Une Constitution perfectible

Abordant la question de la nature même de la Constitution, le professeur Évariste Boshab a rappelé qu’aucune loi fondamentale n’est figée dans le temps. À ses yeux, la Constitution est une œuvre vivante appelée à évoluer au rythme des mutations de la société.

Il a ainsi critiqué la tendance consistant à présenter la Constitution du 18 février 2006 comme un texte sacré ou intangible, susceptible d’être amélioré.

« La Constitution ne peut être perçue comme une œuvre parfaite et totalement achevée, car elle demeurera indéfiniment un objet de débat. Si elle était parfaite, elle ne serait pas une œuvre humaine, puisque les êtres humains eux-mêmes ne sont pas parfaits, mais perfectibles selon leur degré de socialisation. Cela signifie-t-il qu’une retouche opérée à temps ou à contretemps devrait automatiquement être acceptée ? », s’est-il interrogé.
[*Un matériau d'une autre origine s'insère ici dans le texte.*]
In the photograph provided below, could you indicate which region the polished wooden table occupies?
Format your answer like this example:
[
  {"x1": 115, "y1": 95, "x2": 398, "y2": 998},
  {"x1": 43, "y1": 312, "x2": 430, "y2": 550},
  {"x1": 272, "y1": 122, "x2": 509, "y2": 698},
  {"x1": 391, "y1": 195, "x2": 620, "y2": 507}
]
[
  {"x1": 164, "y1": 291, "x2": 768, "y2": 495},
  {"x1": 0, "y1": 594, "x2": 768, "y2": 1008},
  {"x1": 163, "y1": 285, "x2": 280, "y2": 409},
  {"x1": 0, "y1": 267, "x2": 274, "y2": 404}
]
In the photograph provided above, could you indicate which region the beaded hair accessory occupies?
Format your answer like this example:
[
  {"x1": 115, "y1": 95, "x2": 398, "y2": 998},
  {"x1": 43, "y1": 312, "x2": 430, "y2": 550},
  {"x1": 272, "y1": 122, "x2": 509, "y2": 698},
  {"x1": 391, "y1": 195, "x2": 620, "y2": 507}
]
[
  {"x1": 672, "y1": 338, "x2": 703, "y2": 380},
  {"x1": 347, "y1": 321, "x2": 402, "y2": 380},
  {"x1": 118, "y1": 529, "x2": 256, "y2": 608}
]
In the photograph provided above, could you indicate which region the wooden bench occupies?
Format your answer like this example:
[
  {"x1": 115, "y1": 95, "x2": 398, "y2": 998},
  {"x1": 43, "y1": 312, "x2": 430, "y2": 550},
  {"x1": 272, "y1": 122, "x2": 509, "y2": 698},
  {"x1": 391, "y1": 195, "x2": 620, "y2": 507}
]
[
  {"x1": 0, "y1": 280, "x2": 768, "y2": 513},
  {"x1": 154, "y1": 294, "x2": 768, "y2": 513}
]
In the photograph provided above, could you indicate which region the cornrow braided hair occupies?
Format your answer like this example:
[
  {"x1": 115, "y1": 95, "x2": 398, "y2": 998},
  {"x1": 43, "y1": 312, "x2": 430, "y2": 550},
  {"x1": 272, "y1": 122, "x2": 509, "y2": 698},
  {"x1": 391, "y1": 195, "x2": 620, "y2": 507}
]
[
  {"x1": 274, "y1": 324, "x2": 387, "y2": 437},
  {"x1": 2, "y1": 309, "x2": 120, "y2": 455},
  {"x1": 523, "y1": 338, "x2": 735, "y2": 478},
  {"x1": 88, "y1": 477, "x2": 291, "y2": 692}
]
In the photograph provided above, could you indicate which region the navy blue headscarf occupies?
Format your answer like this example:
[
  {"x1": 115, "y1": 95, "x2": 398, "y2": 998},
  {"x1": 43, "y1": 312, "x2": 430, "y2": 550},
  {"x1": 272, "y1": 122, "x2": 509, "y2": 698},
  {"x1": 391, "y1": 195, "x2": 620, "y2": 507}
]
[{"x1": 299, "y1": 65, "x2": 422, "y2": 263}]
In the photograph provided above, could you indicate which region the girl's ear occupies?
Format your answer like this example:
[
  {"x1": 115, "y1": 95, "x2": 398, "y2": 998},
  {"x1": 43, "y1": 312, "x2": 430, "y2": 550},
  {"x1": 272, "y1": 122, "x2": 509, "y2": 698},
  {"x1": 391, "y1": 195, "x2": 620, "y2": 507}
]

S’il reconnaît la nécessité de revisiter certaines dispositions afin de renforcer l’ancrage national de la Loi fondamentale, le professeur Boshab rejette toutefois les arguments selon lesquels la Constitution congolaise serait une œuvre étrangère, conçue par des étrangers et pour des étrangers.

Pour lui, le débat constitutionnel doit avant tout être guidé par la recherche de solutions adaptées aux réalités du pays, plutôt que par des considérations idéologiques ou des procès d’intention.